The Chamber and others supporters believe Tallahassee’s airport, along with its 750 acres, should be treated as an economic asset to the region and not a municipal department controlled by City Hall.

“If there was anything that came out of this morning it was absolutely that’s something that we should strongly, strongly consider,” O’Bryant said. “In looking at what they have been able to do, there’s no reason we can’t do that even moreso. It just validated to me our current design is not structured or ever going to achieve that kind of development.”

Scott Carr, vice president of commercial business and communications for GSP International Airport, who led the tour of the terminal, said business travelers make up 65 percent of flights served at Greenville’s airport.

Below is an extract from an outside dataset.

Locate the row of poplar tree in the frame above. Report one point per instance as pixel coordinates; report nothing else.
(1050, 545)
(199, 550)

It has six airlines, and Washington, D.C., is the top market, followed by New York. For international flights, the top markets include Mexico City, Toronto and Munich, Germany. Tallahassee’s top markets are the nation’s capital, New York and South Florida. Unlike Tallahassee International Airport, Greenville’s airport doesn’t have intrastate services from the airport but has 19 nonstop cities across the country.

The airport was recognized for its concession offerings, including The Kitchen by Wolfgang Puck, national chains and local restaurants. It’s also home to the first FAA-sanctioned airside garden in the country, showcasing statues and a lush green landscape.

Tallahassee’s airport has undergone massive change in recent years, along with recognition as a top airport and top aviation director last year. It earned its international designation in 2015 and completed a massive transformation of its terminal.

“We have got the talent. We have got the assets. I’m hoping we have the political will, which I think we do, to take the next step,” Tallahassee Mayor John Dailey said.

The airport has 750 acres surrounding the airport that’s prime for development. Dailey said infrastructure, such as hangars and logistics facilities, will be attractive to specific industries.

Dailey wouldn’t say whether he’s leaning toward an authority governance structure, however, he said more effort needs to be made to make the most of the airport’s assets. Dailey said the commission will most likely decide during its workshop whether to request proposals for a feasibility study of a governance structure that fits Tallahassee’s airport.

“I am 100 percent in favor of moving forward in taking that next step,” Dailey said, regarding an RFP approach. “I think it’s the appropriate time in the growth of our community.”

While the city will have the final say on whether to change the airport’s governance, several trip attendees walked back to the bus feeling optimistic about the overall growth in their backyard.

County Commissioner Rick Minor said the trip wasn’t about what Greenville has that Tallahassee doesn’t and vice versa. It’s about, he said, looking at the hand Greenville was dealt and “how did they play that hand to win.”

“We’ve got our hand of cards, and we’ve got some really great cards,” Minor said. “But how are we going to strategically play the game so that we can win.”